Pretty much like clockwork the new beginnings come.
But maybe not this year. The West at least, if not the entire globe, rolls into this year’s holiday season in a somber mood. The mood music is more 1812 Overture in fear of a Night on Bald Mountain than Silent Night. We seem at times to be holding onto a rope, wanting to cling to it just long enough to make it through New Year. We expect that the other side of New Year we must let go, and that when we do there will be no safety net beneath us.
Anyone who said this was not a scary time would be giving false comfort. It is a scary time.
Anyone who said this is all going to work out, it will all be fine, would be giving false comfort. We don’t know how it will work out.

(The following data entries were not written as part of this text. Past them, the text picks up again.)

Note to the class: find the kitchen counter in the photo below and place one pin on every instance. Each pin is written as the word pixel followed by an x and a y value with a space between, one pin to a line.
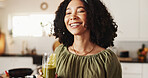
pixel 37 59
pixel 135 60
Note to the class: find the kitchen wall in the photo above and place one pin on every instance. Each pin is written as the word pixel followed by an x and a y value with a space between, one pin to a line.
pixel 44 44
pixel 14 45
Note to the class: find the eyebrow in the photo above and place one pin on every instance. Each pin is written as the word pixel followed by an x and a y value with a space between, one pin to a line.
pixel 77 7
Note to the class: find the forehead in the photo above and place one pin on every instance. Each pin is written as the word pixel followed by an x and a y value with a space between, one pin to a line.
pixel 75 3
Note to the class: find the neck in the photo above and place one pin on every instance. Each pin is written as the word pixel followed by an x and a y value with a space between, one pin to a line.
pixel 82 43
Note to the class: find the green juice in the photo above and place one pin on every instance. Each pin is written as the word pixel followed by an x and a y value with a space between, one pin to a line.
pixel 48 71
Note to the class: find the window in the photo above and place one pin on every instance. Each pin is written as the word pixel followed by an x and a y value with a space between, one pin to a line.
pixel 35 25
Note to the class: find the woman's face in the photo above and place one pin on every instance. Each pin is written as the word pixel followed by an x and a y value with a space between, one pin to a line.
pixel 75 18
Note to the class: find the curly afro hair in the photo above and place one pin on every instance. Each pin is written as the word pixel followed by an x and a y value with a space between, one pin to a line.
pixel 99 21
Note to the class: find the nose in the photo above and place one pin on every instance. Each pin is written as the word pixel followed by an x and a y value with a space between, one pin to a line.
pixel 73 17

But that has nothing to do with hope, or why this season brings hope. This season brings hope because hope is the healthy response to the insurmountable challenge. And hope has proved itself. It has moved our species forward, time and again, against seemingly insurmountable challenges.
No one can guarantee the future success of you, yours, the nation, the world, life as we know it. But we can light a candle in a votive. That candle’s glow may cheer someone who has come anonymous and alone in a desperate moment. That cheer may become hope, and it is hope that moves us forward to beat the odds.
But what is objective physics of hope? Where’s the science to the religion? Empathy may be the divine wind, sympathy the still, small voice. But acting on these, and you acting accordingly, constitutes the true G*d particle in the physics of hope.